Aus dem Wunsch, das Thema Onlinemarketing ganzheitlich zu erklären, entstand das Buch "Website Boosting". Der Verlag wollte den unbekannten Titel zunächst verhindern und plante nur wenige Hundert Exemplare. Fischer setzte sich durch – und behielt recht: Die erste Auflage war nach drei Wochen vergriffen, insgesamt verkaufte sich das Fachbuch rund 45.000 Mal.

Weil sich das Wissen im Onlinemarketing immer schneller drehte und Bücher rasch veralteten, entstand die Idee eines Magazins. Nachdem mehrere Verlage abwinkten, gründete Fischer einen eigenen Verlag. Das Magazin erscheint bis heute im Zweimonatsrhythmus – ein bewusst gewählter Takt zwischen Aktualität und Machbarkeit.

Kernaussagen des Gesprächs

  • Technik-Faszination als roter Faden – vom zerlegten Plattenspieler bis zur "Black Box" SEO.
  • Wichtige Lebensentscheidungen entstanden aus eigener Neugier, nicht aus elterlichem Druck.
  • "Macht hat, wer Alternativen hat" – der prägende Ratschlag für Verhandlungen und Leben.
  • Lehren und Wissen weitergeben schafft eine eigene Befriedigung, die stärker wiegt als finanzielle Anreize.
  • KI könnte laut Fischer die letzte von Menschen gemachte Disruption sein.

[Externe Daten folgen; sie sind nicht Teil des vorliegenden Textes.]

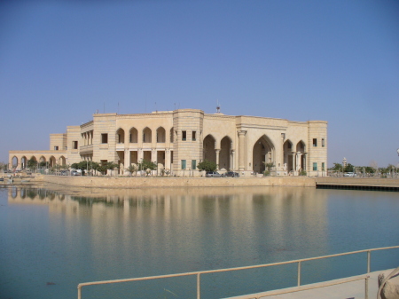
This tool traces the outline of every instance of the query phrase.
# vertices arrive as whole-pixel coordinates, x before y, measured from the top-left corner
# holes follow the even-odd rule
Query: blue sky
[[[0,1],[0,161],[99,112],[328,121],[328,165],[397,164],[397,1]],[[155,104],[156,103],[156,104]]]

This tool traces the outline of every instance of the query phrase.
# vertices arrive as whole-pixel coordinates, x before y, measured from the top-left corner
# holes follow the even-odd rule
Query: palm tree
[[[128,170],[129,172],[129,176],[131,177],[131,174],[134,172],[134,173],[136,173],[136,171],[137,171],[137,166],[136,165],[130,165],[129,167],[128,167],[127,169],[126,169],[126,170]]]

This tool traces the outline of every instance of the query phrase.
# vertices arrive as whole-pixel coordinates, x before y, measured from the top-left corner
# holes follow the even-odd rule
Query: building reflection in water
[[[294,187],[71,192],[13,186],[8,202],[46,205],[51,219],[65,217],[66,238],[82,230],[76,224],[84,223],[94,258],[105,253],[132,257],[132,251],[156,256],[161,251],[159,258],[178,256],[190,265],[186,271],[195,271],[232,266],[228,260],[243,265],[264,263],[266,256],[270,261],[286,259],[300,246],[320,249],[326,224],[322,194]],[[195,256],[212,261],[207,267]]]

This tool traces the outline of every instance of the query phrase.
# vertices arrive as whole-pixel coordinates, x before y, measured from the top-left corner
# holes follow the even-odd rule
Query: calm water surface
[[[80,282],[399,245],[399,194],[313,188],[0,188],[0,298],[77,298]],[[399,251],[372,254],[372,271]],[[365,254],[302,265],[303,283],[366,271]],[[296,268],[209,274],[203,298],[294,286]],[[82,298],[195,298],[195,277],[83,287]]]

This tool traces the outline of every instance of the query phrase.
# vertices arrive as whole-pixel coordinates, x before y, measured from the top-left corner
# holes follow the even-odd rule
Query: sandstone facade
[[[197,165],[207,159],[219,170],[241,176],[274,164],[275,176],[297,176],[301,170],[321,176],[327,168],[327,122],[205,114],[178,109],[151,114],[96,114],[81,126],[50,136],[50,150],[10,151],[9,162],[25,168],[27,160],[49,166],[82,160],[114,161],[123,174],[142,160],[176,176],[200,176]]]

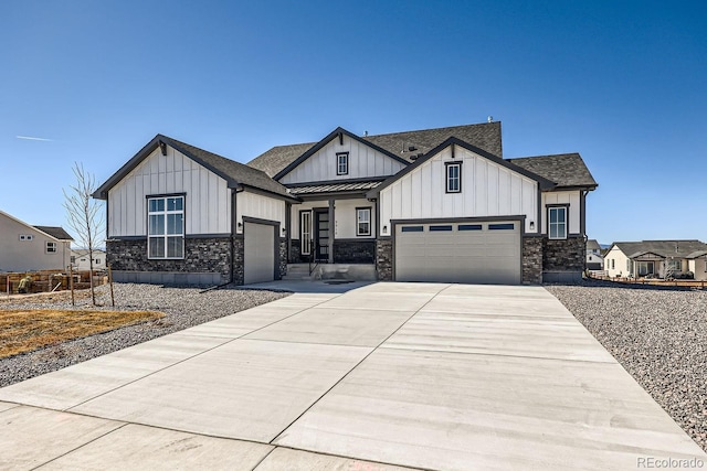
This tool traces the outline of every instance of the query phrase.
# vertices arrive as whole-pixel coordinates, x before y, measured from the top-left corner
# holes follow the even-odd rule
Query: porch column
[[[334,235],[336,221],[334,220],[334,199],[329,199],[329,264],[334,264]]]

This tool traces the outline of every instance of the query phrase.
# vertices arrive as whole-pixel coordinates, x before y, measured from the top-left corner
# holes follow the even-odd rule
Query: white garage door
[[[395,280],[520,283],[518,221],[395,225]]]
[[[244,282],[275,279],[275,229],[267,224],[245,223]]]

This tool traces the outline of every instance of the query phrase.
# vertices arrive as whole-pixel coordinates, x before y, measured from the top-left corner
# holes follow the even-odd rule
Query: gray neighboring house
[[[249,283],[298,264],[537,283],[585,268],[578,153],[504,159],[500,122],[278,146],[234,162],[158,135],[94,194],[116,279]]]
[[[62,227],[33,226],[0,211],[0,271],[64,270],[72,240]]]
[[[692,272],[696,280],[707,280],[707,244],[697,239],[615,242],[604,256],[610,277],[665,278]]]

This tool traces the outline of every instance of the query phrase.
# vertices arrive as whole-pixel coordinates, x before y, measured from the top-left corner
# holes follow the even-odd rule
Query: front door
[[[329,210],[315,210],[314,214],[315,258],[327,261],[329,259]]]

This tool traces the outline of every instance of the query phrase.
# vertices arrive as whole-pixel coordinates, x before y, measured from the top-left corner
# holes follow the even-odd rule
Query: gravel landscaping
[[[102,286],[97,289],[97,302],[108,304],[98,309],[160,311],[167,315],[156,321],[2,358],[0,387],[289,296],[283,292],[235,288],[201,292],[201,288],[163,288],[135,283],[116,283],[114,289],[115,308],[109,307],[108,287]],[[76,298],[76,308],[94,309],[86,291],[78,293]],[[49,308],[72,309],[70,293],[7,300],[0,297],[0,312],[2,309]]]
[[[707,291],[601,281],[546,289],[707,451]]]

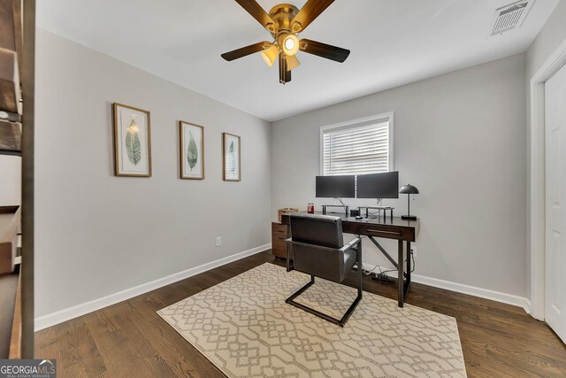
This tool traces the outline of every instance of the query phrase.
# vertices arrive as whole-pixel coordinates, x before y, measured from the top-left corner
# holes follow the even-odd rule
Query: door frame
[[[531,122],[528,127],[527,248],[531,257],[531,314],[545,320],[546,301],[546,158],[545,82],[566,64],[566,39],[531,78]]]

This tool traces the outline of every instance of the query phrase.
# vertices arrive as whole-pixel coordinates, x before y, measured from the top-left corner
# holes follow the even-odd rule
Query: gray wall
[[[314,197],[321,126],[393,111],[394,169],[421,191],[416,274],[524,297],[524,77],[522,54],[275,122],[272,219],[328,202]],[[405,197],[386,203],[406,212]],[[364,248],[364,262],[389,266]]]
[[[526,106],[527,106],[527,246],[531,246],[531,79],[540,69],[542,65],[547,61],[550,55],[558,48],[558,46],[566,41],[566,0],[558,3],[556,8],[545,23],[542,29],[537,35],[531,47],[526,52]],[[534,130],[537,139],[539,141],[539,149],[544,150],[544,130]],[[544,169],[544,166],[539,166],[539,169]],[[543,231],[544,233],[544,231]],[[544,235],[539,235],[544,237]],[[531,282],[531,251],[527,250],[527,282]],[[531,298],[531,285],[528,287],[527,297]]]
[[[566,1],[562,0],[527,51],[527,79],[531,80],[548,56],[565,38]]]
[[[0,155],[0,206],[21,204],[21,158]]]
[[[268,122],[42,29],[36,54],[36,317],[271,243]],[[151,112],[153,177],[113,176],[112,102]],[[179,120],[205,127],[203,181],[178,178]]]

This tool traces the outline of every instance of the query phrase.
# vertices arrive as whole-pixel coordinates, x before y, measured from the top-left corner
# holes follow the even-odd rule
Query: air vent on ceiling
[[[501,35],[520,27],[529,13],[532,3],[534,0],[521,0],[497,9],[492,35]]]

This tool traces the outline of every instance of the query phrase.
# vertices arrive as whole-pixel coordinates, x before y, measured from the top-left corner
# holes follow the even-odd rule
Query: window
[[[366,174],[393,170],[393,113],[320,128],[321,174]]]

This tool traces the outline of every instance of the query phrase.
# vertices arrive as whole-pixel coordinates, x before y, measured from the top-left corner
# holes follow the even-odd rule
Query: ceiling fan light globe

Erfüllung durch Lehre – und Sorgen wegen KI

Als Professor an der TH Würzburg-Schweinfurt sieht sich Fischer durchaus als Mentor. Er hatte das Glück, das Thema Onlinemarketing früh wissenschaftlich zu besetzen, als es andernorts noch kaum existierte. Zahlreiche Absolventen gründeten Unternehmen oder gingen zu Google; die Agentur Eology etwa entstand aus seinem Umfeld. Diese "nicht ausgesprochene Dankbarkeit" der Studierenden nennt er als eigentlichen Grund für die Professur – trotz vergleichsweise schlechter Bezahlung.

Große Sorgen bereitet ihm hingegen die Geschwindigkeit der KI-Entwicklung. Er fürchtet den Verlust von Arbeitsplätzen, Privatsphäre und Vertrauen in Bild und Ton – und damit sozialen wie demokratischen Unfrieden. Anders als bei früheren Umbrüchen wie dem Auto fehle diesmal die Zeit zur Anpassung: Wo Innovationen sich über Generationen durchsetzten, gehe es nun um wenige Jahre oder gar Tage.

Gefragt, was er sofort auf der Welt verändern würde, nennt Fischer den Neid – und vor allem den Dunning-Kruger-Effekt: Je weniger jemand wisse, für umso schlauer halte er sich. "Wer leichter glaubt, wird schwerer klug", fasst er zusammen. Zum Abschluss empfiehlt er Gäste wie Markus Tandler, Stefan Fischerländer und Google-Mitarbeiter John Müller – und erinnert an den legendären Heiratsantrag, den er mit Hilfe von Karl Kratz auf der Bühne der OMX in Salzburg inszenierte.